Élu de justesse, Carter décida d’appuyer son mandat sur le redressement moral et la recherche de la paix. En politique intérieure, il prit les premières mesures importantes en matière de lutte pour l’environnement et développa l’action fédérale dans les domaines de l’éducation et de la santé, avant de faire face à la crise pétrolière. Mais c’est surtout en politique étrangère qu’il mit en œuvre ses principes. Il favorisa le désarmement nucléaire en négociant avec les Soviétiques, il remit en cause le soutien systématique accordé aux dictateurs sud-américains par la diplomatie américaine et mit fin à l’emprise des États-Unis sur le canal de Panama.
Il obtint surtout la signature du traité de paix entre Israël et l’Égypte qui avait conduit quatre guerres contre l’État juif. Les accords de Camp David ont démontré au monde – bien oublieux depuis – qu’un compromis entre Arabes et Israéliens était possible : depuis cette date historique, la paix entre Israël et l’Égypte n’a jamais été remise en question. Carter avait également prévu un arrangement honorable qui réglait la question de la Cisjordanie et de Gaza, mais le refus israélien l’a privé de toute application, avec les effets désastreux que l’on sait.
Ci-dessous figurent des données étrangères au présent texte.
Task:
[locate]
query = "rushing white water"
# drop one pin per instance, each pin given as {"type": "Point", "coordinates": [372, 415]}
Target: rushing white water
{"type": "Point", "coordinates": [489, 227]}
Si Carter a été sévèrement battu en fin de mandat par Ronald Reagan, ce n’est pas en raison de ce bilan. C’est le résultat de la vindicte du nouveau régime des mollahs envers les États-Unis, alors même que le président s’était éloigné du Shah avant sa chute. En prenant en otage plus d’une cinquantaine de diplomates américains, l’Iran de Khomeini a fait sombrer la présidence Carter, accusée de faiblesse avec les ennemis des États-Unis. Accusation injuste : c’est la malchance qui a sonné le glas de Jimmy Carter, et non sa pusillanimité. Loin de faire preuve de faiblesse, le président avait monté une opération de sauvetage des otages par un commando de l’armée américaine, qui a échoué à la suite d’une collision entre deux hélicoptères au point de rendez-vous dans le désert.
Carter s’est retiré avec dignité après avoir obtenu la libération de tous les prisonniers, qui furent relâchés par l’Iran une fois sa défaite électorale consommée. Ainsi s’achevait le mandat d’un président honnête, courageux, qui s’était évertué à apaiser les tensions mondiales et qui refusait les mensonges qui ont ensuite marqué la vie politique américaine. Un demi-siècle plus part, les Américains viennent de réélire un menteur compulsif condamné en justice, qui manie sans cesse l’insulte et l’outrance et qui a tenté d’inverser par la force le résultat d’un scrutin défavorable. L’anti-Carter.